Based on the Theory of Planned Behavior [
29], intention captures the motivational aspects that influence the actual behavior. The stronger the intention to carry out a specific behavior, the more likely the undertaking will be. Consumers’ intention to modify or take up a specific behavior (e.g., participating in online health communities, searching and sharing health information, and having an online consultation with medical professionals) precedes and shapes the actual behavior. Accordingly, consumers’ behavior in this study refers to the intention that precedes the actual participations, which include all activities associated with e-patient and health communication on social media, and the cognitive and social processes that precede and follow these activities.

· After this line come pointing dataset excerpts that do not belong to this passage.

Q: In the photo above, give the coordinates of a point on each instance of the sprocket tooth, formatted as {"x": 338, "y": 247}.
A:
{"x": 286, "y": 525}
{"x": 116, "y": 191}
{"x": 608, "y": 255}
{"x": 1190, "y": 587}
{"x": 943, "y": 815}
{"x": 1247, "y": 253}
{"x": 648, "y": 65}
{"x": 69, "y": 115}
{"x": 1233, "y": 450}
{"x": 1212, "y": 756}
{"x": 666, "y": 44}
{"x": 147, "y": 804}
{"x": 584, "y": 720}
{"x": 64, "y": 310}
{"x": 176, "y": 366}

The integration of UTAUT and PMT is viable to analyze and to interpret consumers’ behavior in using social media for optimum online health communication.
2.1. Hypotheses Development
The UTAUT provides a lens to examine users’ intentions to use information technology and their actual behavior, based on four construct variables, i.e., performance expectancy, effort expectancy, social influence, and facilitating condition [
27]. The UTAUT model has been widely tested in real world applications, including healthcare technologies, to investigate the factors that influence the use and acceptance of e-health in a specific region [
30,
31]; consumers’ intention to adopt wearable healthcare technologies [
32] and mobile health systems [
33,
34,
35]; and healthcare professionals’ intention to adopt the mobile electronic medical record (EMR) [
35]. A review in [
33] suggests that perceived ease of use, perceived usefulness, and facilitating qualities influence and increase consumers’ adoption of mobile technologies. A study in [
35] shows how performance expectancy affect users’ intention to use the mobile EMR and suggests that the most beneficial functions that could increase users’ performance should be optimized. A study in [
34] reported that social influence was one of the significant factors that contributed to the adoption of m-health by elderly users in a developing country. The study also suggests that socio-economic and local culture might have confounded the results of their study because parts of them appeared to be inconsistent with what had been documented in the literature.
The PMT postulates that threats and coping appraisal motivate an individual to undertake self-protective behavior [
25]. The PMT model has been applied to examine health-related intention and behavior, for example, the way to change attitude in embracing healthier living [
36], the adoption of mobile health services [
26,
37], and compliance with electronic medical record privacy policies [
38]. Babazadeh et al. [
36] conducted a study to explore the factors that shaped skin cancer preventive behaviors (SCPB) in rural areas and suggested that it was the perceived susceptibility that influenced preventive behaviors among farmers. In another study, Guo et al. [
37] reported that threat appraisal factors (perceived vulnerability and perceived severity) and coping appraisal factors (response efficacy and self-efficacy), along with the attitude specific to gender and age, affected the intention to adopt m-health. The threat appraisal factors had higher impacts on attitude among women and the elderly, while coping appraisal factors had more significant effects on attitude among men and the youth. Despite its wide application in health behavior interpretation or social media usage, the use of PMT model on social media for health communication is rather limited.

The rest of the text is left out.